À l’heure où j’écris ces lignes, la discussion a commencé. Cela peut aller très vite ou prendre des heures. Impossible de deviner à l’avance. Durant la dizaine de jours qui s’est écoulée, le jury s’est réuni à plusieurs reprises, au fur et à mesure des projections. Manière de faire connaissance, et pour chacun de tester le point de vue de l’autre. Qui aime quoi. Qui aime qui. Mais aujourd’hui c’est le grand jour, celui où il s’agit d’abattre les cartes. Quel film aura la Palme d’or ? On commence en général par les prix en bas de l’échelle (prix du scénario, prix de la mise en scène), pour remonter jusqu’à la Palme d’or, en passant par les prix d’interprétation. Mais cela peut être l’inverse. D’abord la palme, puis les accessits. Tout dépend du président du jury. Comme on le sait, Nanni Moretti a une forte personnalité, du caractère. Il disait, dans un entretien dans Libération paru la veille de l’ouverture, qu’il essaierait d’être un président du jury démocratique… Sauf qu’il sait mieux que quiconque qu’il n’y a pas de démocratie en art. Il faut trancher, quitte à diviser. Nanni Moretti est la grande inconnue, et il est à peu près sûr qu’il ne suivra pas la voie royale. On peut lui faire confiance pour concevoir (ou imposer ?) un palmarès qui se joue des pronostics. Chaque jour, tout au long du festival, les critiques français et étrangers ont attribué dans la presse étoiles et palmes d’or. C’est un indicateur… à ne pas suivre. Les critiques se trompent souvent, prenant leurs vessies pour des lanternes. À Cannes, c’est un jeu collectif : tout le monde est à la fois sélectionneur et juge. Chacun fait son palmarès en oubliant qu’un jury est un ensemble composite, et qu’un palmarès est souvent le fruit d’un compromis. L’autre truc récurrent, c’est d’entendre untel plus malin que les autres dire : je connais bien Jean Paul Gaultier, il m’a dit qu’il adorait… Tu parles ! Les jurys détestent qu’on leur force la main. C’est pour cela qu’ils vivent retranchés, dans un cocon hyper protégé. Même si l’on en croise parfois à certaines projections de films dans d’autres sections ou dans des fêtes cannoises.

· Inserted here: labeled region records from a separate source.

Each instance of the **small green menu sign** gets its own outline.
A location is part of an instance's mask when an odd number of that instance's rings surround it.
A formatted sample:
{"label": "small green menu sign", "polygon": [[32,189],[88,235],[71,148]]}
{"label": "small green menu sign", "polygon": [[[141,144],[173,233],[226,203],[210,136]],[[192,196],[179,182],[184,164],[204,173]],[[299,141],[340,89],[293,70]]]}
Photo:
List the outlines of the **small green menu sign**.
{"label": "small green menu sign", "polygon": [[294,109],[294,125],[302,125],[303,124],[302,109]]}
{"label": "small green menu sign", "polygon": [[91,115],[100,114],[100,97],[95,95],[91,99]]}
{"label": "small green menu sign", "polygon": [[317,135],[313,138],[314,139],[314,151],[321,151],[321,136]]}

Cette année, l’incertitude est totale. Quatre cinéastes dont les films sont en compétition ont déjà obtenu une Palme d’or : Michael Haneke (Le Ruban blanc, en 2009), Cristian Mungiu (4 mois, 3 semaines, 2 jours, en 2007), Abbas Kiarostami (Le Goût de la cerise, en 1997) et Ken Loach (The Wind That Shakes, en 2006). La possibilité d’une seconde Palme pour l’un de ces quatre n’est pas à écarter – je pense surtout à Haneke : Amour est un film magnifique, tenu de bout en bout. Mais la surprise peut venir d’ailleurs. Comment savoir !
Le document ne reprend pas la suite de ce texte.